The Query domain object instead is optimized for Read operations, hence it contains denormalized data in order to make specific reads easier:

package gae.piaz.modulith.cqrs.command.query;

@Entity
@Table(name = "product_views")  
@Getter  
@Setter  
@NoArgsConstructor  
public class ProductView {  
  
    // Replicates Command fields  
    @Id  
    private Long id;  
    private String name;  
    private String description;  
    private BigDecimal price;  
    private Integer stock;  
    private String category;  
      
    // Specific to Query (Denormalized data)  
    @Column(name = "average_rating")  
    private Double averageRating = 0.0;  
    @Column(name = "review_count")  
    private Integer reviewCount = 0;  
}

So we have included the reviewCount and the averageRating because we want to fetch products based on the review votes that it has received.

3.2. Event Records

The Event records are simple Java records that we need to use to keep the ProductView updated:

package gae.piaz.modulith.cqrs.command.events;

public record ProductCreatedEvent(Long id, String name, String description,
	BigDecimal price, Integer stock, String category) { }

public record ProductUpdatedEvent(Long id, String name, String description,
	BigDecimal price, Integer stock, String category) { }

public record ProductReviewEvent(Long productId, Long reviewId, Integer vote,
	String comment) { }

We need to update the Query ProductView domain object in 3 cases: when the product is created, when it’s updated, and when we receive a new review.
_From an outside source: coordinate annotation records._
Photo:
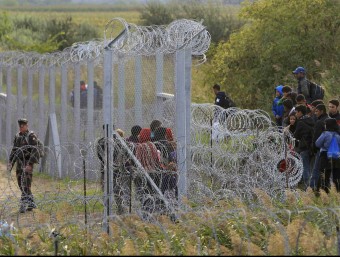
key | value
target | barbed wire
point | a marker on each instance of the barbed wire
(136, 40)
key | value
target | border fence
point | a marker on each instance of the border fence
(224, 159)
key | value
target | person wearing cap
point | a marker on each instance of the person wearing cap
(278, 109)
(300, 75)
(25, 154)
(326, 168)
(321, 115)
(304, 138)
(333, 111)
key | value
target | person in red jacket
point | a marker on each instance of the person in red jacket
(147, 134)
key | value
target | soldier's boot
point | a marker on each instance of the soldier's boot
(30, 203)
(23, 203)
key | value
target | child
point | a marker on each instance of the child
(278, 109)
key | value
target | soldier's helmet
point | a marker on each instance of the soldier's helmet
(22, 121)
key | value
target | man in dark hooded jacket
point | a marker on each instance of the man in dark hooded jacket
(304, 137)
(221, 98)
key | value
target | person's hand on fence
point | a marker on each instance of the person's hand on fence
(9, 167)
(29, 168)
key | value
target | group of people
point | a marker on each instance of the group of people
(155, 150)
(97, 93)
(312, 123)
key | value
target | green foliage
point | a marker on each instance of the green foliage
(5, 24)
(217, 17)
(279, 36)
(41, 35)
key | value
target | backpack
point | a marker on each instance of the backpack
(333, 151)
(39, 146)
(316, 92)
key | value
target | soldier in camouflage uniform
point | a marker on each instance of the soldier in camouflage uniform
(25, 154)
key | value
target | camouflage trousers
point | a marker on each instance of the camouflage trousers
(24, 180)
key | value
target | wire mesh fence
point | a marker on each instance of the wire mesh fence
(94, 194)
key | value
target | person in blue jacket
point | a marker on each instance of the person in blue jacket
(328, 166)
(276, 108)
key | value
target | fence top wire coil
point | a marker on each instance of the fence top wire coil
(133, 40)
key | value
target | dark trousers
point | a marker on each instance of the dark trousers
(24, 180)
(328, 167)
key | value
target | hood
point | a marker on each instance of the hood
(220, 94)
(279, 88)
(308, 120)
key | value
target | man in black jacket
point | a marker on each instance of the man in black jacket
(333, 110)
(320, 114)
(303, 83)
(304, 136)
(221, 98)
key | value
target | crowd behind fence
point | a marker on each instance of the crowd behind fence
(222, 154)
Let’s now see how to trigger those events from the Command module.

3.3. Command API and Service

The APIs of the command module are pretty straightforward, you can check them here.

It’s the ProductCommandService where the magic happens and the interesting bit. In here, we’ll rely on the Spring ApplicationEventPublisher bean to trigger the events:

package gae.piaz.modulith.cqrs.command.service;

@Service  
@Transactional  
@AllArgsConstructor  
public class ProductCommandService {  
  
    private final ProductRepository productRepository;  
    private final ReviewRepository reviewRepository;  
    private final ApplicationEventPublisher eventPublisher;  
  
    public Long createProduct(...) {  
        Product product = ...
        Product saved = productRepository.save(product);  
  
        eventPublisher.publishEvent(new ProductCreatedEvent(...));  
            
        return saved.getId();  
    }  
  
    public void updateProduct(...) {  
        Product product = ...
        productRepository.save(product);  
  
        eventPublisher.publishEvent(new ProductUpdatedEvent(...));  
    }  
  
    public Long addReview(...) {  
        Review review = ...
        Review saved = reviewRepository.save(review);  
  
        eventPublisher.publishEvent(new ProductReviewEvent(...);  

        return saved.getId();  
    }  
}

Note: It’s also possible to leverage the entity lifecycle to trigger the events using @PostUpdate, @PostInsert etc, as we have shown in this article: Event Notification Pattern with Spring Data

3.4. Query Event Handler

The ProductEventHandler will then receive the events and update the ProductView accordingly:

package gae.piaz.modulith.cqrs.query.service;

@Service  
@AllArgsConstructor  
public class ProductEventHandler {

    private final ProductViewRepository viewRepository;  
  
    @ApplicationModuleListener  
    public void on(ProductCreatedEvent event) {  
        ProductView view = ...
        viewRepository.save(view);  
    }
    
    @ApplicationModuleListener  
    public void on(ProductUpdatedEvent event) {  
        viewRepository.findById(event.id()).ifPresent(view -> {  
            ...
            viewRepository.save(view);  
        });  
    }
    
    @ApplicationModuleListener  
    public void on(ProductReviewEvent event) {  
        viewRepository.findById(event.productId()).ifPresent(view -> {  

            double currentTotal = view.getAverageRating() * view.getReviewCount();  
            int newCount = view.getReviewCount() + 1;  
            double newAverage = (currentTotal + event.vote()) / newCount;  
              
            view.setReviewCount(newCount);  
            view.setAverageRating(newAverage);  
              
            viewRepository.save(view);  
        });  
    }
}

The annotation @ApplicationModuleListener:

β€œβ€¦specifies a AsyncΒ SpringΒ TransactionalEventListener that runs in a transaction itself. Thus, the annotation serves as syntactic sugar for the generally recommend setup to integrate application modules via events. The setup makes sure that an original business transaction completes successfully and the integration asynchronously runs in a transaction itself to decouple the integration as much as possible from the original unit of work.”

In practice, this annotation includes: @Async,@Transactional, and @TransactionalEventListener. More on the Transactional behavior of this solution in the following chapters.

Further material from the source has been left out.